Again referring to FIG. 1, one possible configuration of proprietary storage controllers used for storing data remotely and achieving a disaster tolerant system is shown. The storage controller is considered proprietary because the vendor of the controller does not make technical information about the interface 165 available to those who acquire or use the controller. In this example, a communication path 180 connects the proprietary interfaces of the controllers 120 and 140 to accomplish remote "out-of-band" communications between two compatible disk controllers. "Out-of-band" communications refers to data from host 110 that gets channeled off of the standard data bus within the local controller 120, which passes data from the front-end port to the back-end ports, and redirected to the proprietary interface 165. In such a proprietary disaster tolerant system, the communication path 180 comprises the following elements: local proprietary interface 165 within local controller 120, remote proprietary interface 175 within remote controller 140, local and remote data lines 160, 170, local and remote modems 135, 137 and long haul data link 136. The proprietary interfaces 165, 175 provide a physical and logical means by which to have data sent by the local superordinate controller 120 in a format which is interpretable by the remote subordinate controller 140. Once the data is received and interpreted by remote controller 140, it transmits the data to storage devices 145 at the back-end 150 of controller 140.

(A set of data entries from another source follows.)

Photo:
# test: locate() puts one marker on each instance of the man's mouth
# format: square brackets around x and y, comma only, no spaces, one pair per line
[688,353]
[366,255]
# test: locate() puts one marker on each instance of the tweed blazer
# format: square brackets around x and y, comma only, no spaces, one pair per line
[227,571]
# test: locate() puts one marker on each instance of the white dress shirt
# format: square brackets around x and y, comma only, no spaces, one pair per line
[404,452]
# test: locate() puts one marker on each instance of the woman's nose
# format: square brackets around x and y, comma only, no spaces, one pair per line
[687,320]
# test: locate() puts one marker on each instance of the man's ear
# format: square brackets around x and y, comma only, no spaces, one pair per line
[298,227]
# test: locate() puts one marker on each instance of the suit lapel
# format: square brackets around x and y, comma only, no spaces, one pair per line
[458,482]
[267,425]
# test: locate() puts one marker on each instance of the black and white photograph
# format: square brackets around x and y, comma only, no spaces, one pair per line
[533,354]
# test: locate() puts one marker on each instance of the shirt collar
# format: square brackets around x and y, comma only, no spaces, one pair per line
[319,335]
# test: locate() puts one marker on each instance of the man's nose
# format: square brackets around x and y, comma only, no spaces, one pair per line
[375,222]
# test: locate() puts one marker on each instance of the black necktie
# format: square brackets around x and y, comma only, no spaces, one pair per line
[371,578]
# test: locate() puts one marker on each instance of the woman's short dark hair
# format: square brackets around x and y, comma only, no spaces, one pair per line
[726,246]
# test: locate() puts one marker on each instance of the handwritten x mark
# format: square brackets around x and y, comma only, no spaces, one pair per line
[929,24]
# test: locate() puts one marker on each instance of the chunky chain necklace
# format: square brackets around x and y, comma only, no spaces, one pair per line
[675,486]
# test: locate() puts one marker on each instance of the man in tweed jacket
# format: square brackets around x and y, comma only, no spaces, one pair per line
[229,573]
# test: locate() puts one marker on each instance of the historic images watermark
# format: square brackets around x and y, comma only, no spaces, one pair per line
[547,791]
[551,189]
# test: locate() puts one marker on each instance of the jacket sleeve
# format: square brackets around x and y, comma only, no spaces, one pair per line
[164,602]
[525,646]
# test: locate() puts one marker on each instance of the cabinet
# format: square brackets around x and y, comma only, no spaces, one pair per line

Because proprietary data is generally not made available to users, the disk controller vendor is often required to configure the proprietary interface within the disk controller for disaster tolerance. This typically results in a customized controller which is not fully maintainable by the owner of the system. Therefore, systems which use proprietary controllers to achieve remote database copies are relatively expensive in terms life cycle cost. "Life cycle cost" is the term used to encompass the expense of acquiring, configuring, operating, maintaining, and disposing of a device.